I genitori di Antonio Raddi lottano affinchè emerga la verità sulla morte del proprio figlio. Il cuore del giovane 28enne rinchiuso nel carcere delle Vallette di Torino smise di battere il 30 dicembre del 2019 per un'infezione polmonare. Secondo gli avvocati della famiglia di Antonio, però, il ragazzo non avrebbe ricevuto un'adeguata assistenza sanitaria, infatti, aveva perso ben 25 chili in soli sette mesi di detenzione. La famiglia Raddi chiede alla magistratura di Torino di non archiviare il fascicolo. Proviamo a ricostruire la vicenda.

La storia di Antonio Raddi

Antonio, andato in tilt dopo la morte della fidanzata, pesava 76 chili prima dell'arresto. Era stato condannato per rapine, maltrattamenti ed evasione, faceva uso di sostanze stupefacenti. In carcere manifestava sintomi di depressione, insonnia e inappetenza ma il personale del penitenziario era convinto che la sua fosse soltanto una simulazione. Il ragazzo diceva che non riusciva a mangiare ma non veniva creduto. Il Garante delle persone detenute aveva più volte segnalato il suo caso alla direzione delle Vallette (9 volte da agosto 2019), senza ricevere mai una risposta.
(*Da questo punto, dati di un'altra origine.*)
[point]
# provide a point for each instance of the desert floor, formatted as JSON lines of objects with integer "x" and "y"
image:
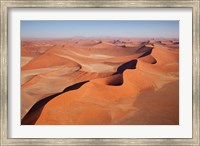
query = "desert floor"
{"x": 90, "y": 81}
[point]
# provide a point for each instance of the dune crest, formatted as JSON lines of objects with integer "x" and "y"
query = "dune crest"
{"x": 102, "y": 82}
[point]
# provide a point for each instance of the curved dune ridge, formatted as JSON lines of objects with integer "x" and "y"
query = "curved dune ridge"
{"x": 88, "y": 81}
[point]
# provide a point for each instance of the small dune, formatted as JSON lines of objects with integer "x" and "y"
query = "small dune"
{"x": 79, "y": 81}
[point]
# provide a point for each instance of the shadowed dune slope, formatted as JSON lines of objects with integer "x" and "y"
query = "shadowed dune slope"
{"x": 142, "y": 89}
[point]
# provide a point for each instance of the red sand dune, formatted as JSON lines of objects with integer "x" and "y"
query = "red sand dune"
{"x": 102, "y": 82}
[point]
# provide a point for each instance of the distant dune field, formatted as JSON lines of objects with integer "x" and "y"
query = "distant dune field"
{"x": 89, "y": 81}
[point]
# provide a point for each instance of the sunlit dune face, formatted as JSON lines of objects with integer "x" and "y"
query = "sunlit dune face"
{"x": 100, "y": 81}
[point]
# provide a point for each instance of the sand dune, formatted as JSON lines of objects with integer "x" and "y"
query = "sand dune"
{"x": 102, "y": 82}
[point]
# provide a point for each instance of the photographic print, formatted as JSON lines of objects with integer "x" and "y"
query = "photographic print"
{"x": 99, "y": 72}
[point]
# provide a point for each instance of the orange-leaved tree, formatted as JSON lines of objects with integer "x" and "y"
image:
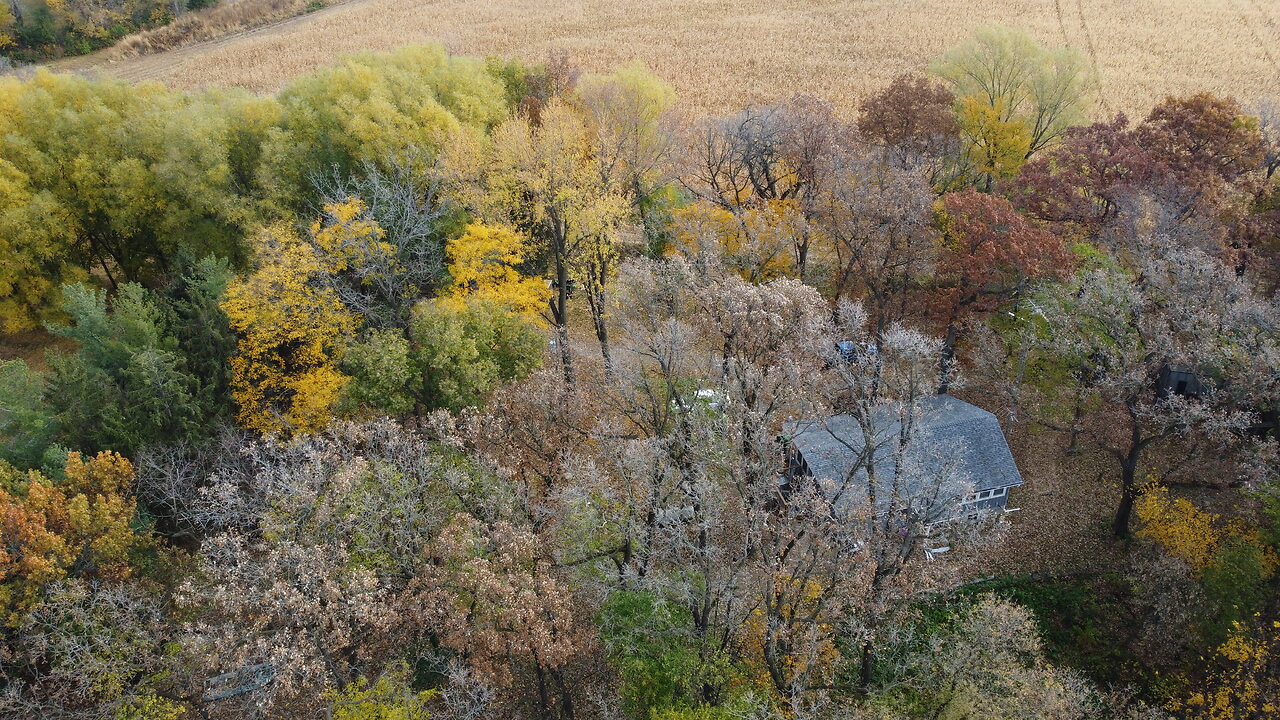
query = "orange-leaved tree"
{"x": 78, "y": 527}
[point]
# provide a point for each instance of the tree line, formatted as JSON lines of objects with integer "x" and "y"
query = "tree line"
{"x": 448, "y": 387}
Il 14 dicembre 2019 fu portato al pronto soccorso dell'ospedale Maria Vittoria, dove il primario ne certificò l’estremo stato di denutrizione. Agli inquirenti dichiarò di "non avere mai visto niente del genere in 40 anni".
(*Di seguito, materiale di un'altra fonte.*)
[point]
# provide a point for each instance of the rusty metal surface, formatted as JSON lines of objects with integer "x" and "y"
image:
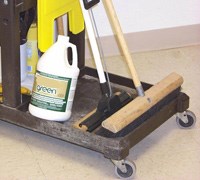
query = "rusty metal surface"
{"x": 86, "y": 98}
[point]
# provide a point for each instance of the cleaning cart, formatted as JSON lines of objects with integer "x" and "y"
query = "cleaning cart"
{"x": 114, "y": 146}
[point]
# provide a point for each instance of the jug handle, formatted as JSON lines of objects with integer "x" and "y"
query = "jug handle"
{"x": 74, "y": 55}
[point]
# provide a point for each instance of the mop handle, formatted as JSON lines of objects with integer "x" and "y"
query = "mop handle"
{"x": 93, "y": 43}
{"x": 116, "y": 25}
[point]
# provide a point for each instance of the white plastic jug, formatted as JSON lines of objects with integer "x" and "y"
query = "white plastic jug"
{"x": 55, "y": 82}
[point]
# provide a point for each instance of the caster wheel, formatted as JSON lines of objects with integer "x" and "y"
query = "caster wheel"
{"x": 186, "y": 120}
{"x": 130, "y": 170}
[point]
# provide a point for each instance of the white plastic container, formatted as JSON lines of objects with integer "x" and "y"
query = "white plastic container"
{"x": 55, "y": 82}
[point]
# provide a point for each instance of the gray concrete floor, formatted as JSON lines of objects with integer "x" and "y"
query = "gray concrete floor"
{"x": 168, "y": 153}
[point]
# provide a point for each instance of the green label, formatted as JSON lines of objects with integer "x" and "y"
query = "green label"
{"x": 50, "y": 92}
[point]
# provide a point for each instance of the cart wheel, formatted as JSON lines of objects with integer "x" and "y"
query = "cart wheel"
{"x": 186, "y": 120}
{"x": 130, "y": 170}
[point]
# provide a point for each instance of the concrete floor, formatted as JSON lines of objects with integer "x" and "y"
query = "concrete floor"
{"x": 169, "y": 153}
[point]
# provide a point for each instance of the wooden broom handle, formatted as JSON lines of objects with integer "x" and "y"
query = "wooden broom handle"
{"x": 60, "y": 28}
{"x": 116, "y": 26}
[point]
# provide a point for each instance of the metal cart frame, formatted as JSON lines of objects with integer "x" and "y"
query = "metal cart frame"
{"x": 15, "y": 106}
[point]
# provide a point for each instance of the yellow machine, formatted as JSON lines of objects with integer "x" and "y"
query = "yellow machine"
{"x": 48, "y": 11}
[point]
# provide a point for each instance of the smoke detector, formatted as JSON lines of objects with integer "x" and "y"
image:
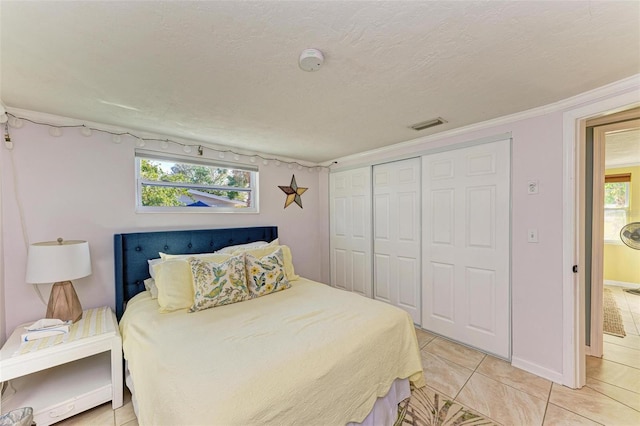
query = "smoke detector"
{"x": 311, "y": 60}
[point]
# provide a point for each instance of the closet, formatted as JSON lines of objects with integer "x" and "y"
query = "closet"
{"x": 350, "y": 229}
{"x": 430, "y": 235}
{"x": 396, "y": 235}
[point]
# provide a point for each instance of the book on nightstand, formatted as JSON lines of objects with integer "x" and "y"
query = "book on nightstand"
{"x": 44, "y": 328}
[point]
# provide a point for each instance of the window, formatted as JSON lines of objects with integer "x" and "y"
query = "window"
{"x": 616, "y": 205}
{"x": 173, "y": 183}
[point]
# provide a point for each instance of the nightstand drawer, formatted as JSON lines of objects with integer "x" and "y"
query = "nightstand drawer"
{"x": 58, "y": 393}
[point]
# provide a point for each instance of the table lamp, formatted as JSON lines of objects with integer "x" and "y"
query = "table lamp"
{"x": 59, "y": 262}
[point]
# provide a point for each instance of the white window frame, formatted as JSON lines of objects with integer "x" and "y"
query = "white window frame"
{"x": 157, "y": 156}
{"x": 625, "y": 209}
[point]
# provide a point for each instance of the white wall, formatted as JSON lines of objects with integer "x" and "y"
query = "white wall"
{"x": 79, "y": 187}
{"x": 536, "y": 268}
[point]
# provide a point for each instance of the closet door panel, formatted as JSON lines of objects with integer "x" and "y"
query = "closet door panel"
{"x": 397, "y": 234}
{"x": 466, "y": 284}
{"x": 350, "y": 230}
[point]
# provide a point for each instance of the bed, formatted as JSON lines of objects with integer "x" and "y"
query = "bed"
{"x": 309, "y": 354}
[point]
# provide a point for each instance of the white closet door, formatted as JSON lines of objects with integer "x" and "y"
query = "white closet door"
{"x": 396, "y": 247}
{"x": 350, "y": 228}
{"x": 466, "y": 245}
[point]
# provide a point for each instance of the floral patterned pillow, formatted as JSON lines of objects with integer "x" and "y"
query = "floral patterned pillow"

Il pm chiede l'archiviazione: la famiglia Raddi si batte

Quattro gli indagati nello staff sanitario del carcere. Alla vicenda ha lavorato il procuratore aggiunto Vincenzo Pacileo che, dopo aver giudicato superficiale la prima consulenza medico-legale sul decesso dell'uomo, ne ha disposta una seconda. Il pubblico ministero ha proposto l'archiviazione del caso nonostante i consulenti abbiano dichiarato che il progressivo calo di peso andava "contrastato diversamente, anche con l'ausilio di approfondimenti clinico-specialistici e di laboratorio". Secondo il pm non sarebbero stati raccolti elementi sufficienti per stabilire la responsabilità a carico dello staff medico delle Vallette. La tesi portata avanti dagli avvocati della famiglia Raddi, Massimo Pastore e Gianluca Vitale, è che non fu la fame ad uccidere il ragazzo ma il il deperimento avrebbe avuto un ruolo nell’insorgenza della polmonite da Klebsiella che alla fine lo uccise. I legali sostengono che Antonio stesse cercando aiutio: prendeva integratori e incontrava gli operatori per percorsi di inserimento in comunità. I genitori di Antonio non mollano, chiedono che il fascicolo non venga archiviato e che venga fatta luce sull'ennesima morte in carcere.